So that the very malady which they imputed to him was only a passport to their kindness and compassion. Fenton had no fixed residence, nor any available means of support, save the compassionate and generous interest which the inhabitants of Ballytrain took in him, in consequence of those gentlemanly manners which he could assume whenever he wished, and the desolate position in which some unknown train of circumstances had unfortunately placed him.
When laboring under these depressing moods to which we have alluded, his memory seemed filled with recollections that, so far as appearances went, absolutely stupefied his heart by the heaviness of the suffering they occasioned it; and, when that heart, therefore, sank as far as its powers of endurance could withstand this depression, he uniformly had recourse to the dangerous relief afforded by indulgence in the fiery stimulant of liquor, to which he was at all times addicted.
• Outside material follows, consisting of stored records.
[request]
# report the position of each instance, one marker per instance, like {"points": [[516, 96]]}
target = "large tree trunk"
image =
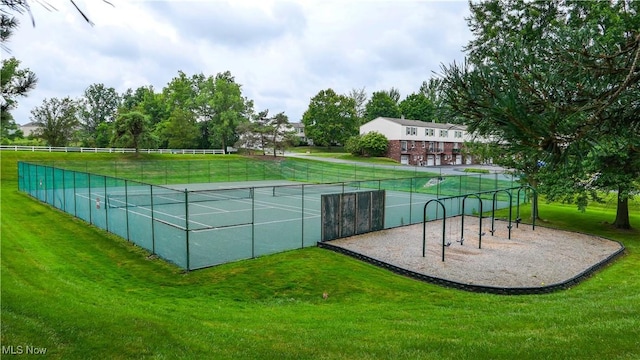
{"points": [[622, 212], [535, 213]]}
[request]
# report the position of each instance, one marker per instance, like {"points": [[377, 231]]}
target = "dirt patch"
{"points": [[530, 258]]}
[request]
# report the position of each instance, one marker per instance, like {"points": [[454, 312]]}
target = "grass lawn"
{"points": [[82, 293]]}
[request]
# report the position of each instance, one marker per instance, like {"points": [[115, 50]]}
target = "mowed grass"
{"points": [[82, 293]]}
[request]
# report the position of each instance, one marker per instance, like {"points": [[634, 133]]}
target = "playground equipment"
{"points": [[494, 193]]}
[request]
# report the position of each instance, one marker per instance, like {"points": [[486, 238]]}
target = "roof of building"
{"points": [[419, 123]]}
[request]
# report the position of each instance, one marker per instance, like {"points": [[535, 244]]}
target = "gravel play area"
{"points": [[531, 259]]}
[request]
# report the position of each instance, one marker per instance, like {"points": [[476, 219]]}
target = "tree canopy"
{"points": [[548, 80], [57, 120], [330, 119], [382, 104]]}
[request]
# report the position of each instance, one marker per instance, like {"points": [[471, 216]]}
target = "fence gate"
{"points": [[348, 214]]}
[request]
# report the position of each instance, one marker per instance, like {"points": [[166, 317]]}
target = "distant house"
{"points": [[28, 128], [299, 130], [413, 142]]}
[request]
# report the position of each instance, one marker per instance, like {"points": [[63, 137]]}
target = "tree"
{"points": [[433, 90], [132, 130], [99, 105], [219, 103], [229, 110], [381, 104], [253, 134], [281, 129], [330, 118], [359, 96], [417, 107], [182, 130], [394, 94], [57, 120], [546, 80], [14, 82]]}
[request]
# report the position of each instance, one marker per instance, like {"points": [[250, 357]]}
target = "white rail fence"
{"points": [[113, 150]]}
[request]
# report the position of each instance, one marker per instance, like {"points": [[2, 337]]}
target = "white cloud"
{"points": [[283, 53]]}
Such is a slightly detailed sketch of an individual whose fate is deeply involved in the incidents and progress of our narrative.
The horror which we have described as having fallen upon this unfortunate young man, during Sir Thomas Gourlay's stormy interview with the stranger, so far from subsiding, as might be supposed, after his departure, assumed the shape of something bordering on insanity. On looking at his companion, the wild but deep expression of his eyes began to change into one of absolute frenzy, a circumstance which could not escape the stranger's observation, and which, placed as he was in the pursuit of an important secret, awoke a still deeper interest, whilst at the same time it occasioned him much pain.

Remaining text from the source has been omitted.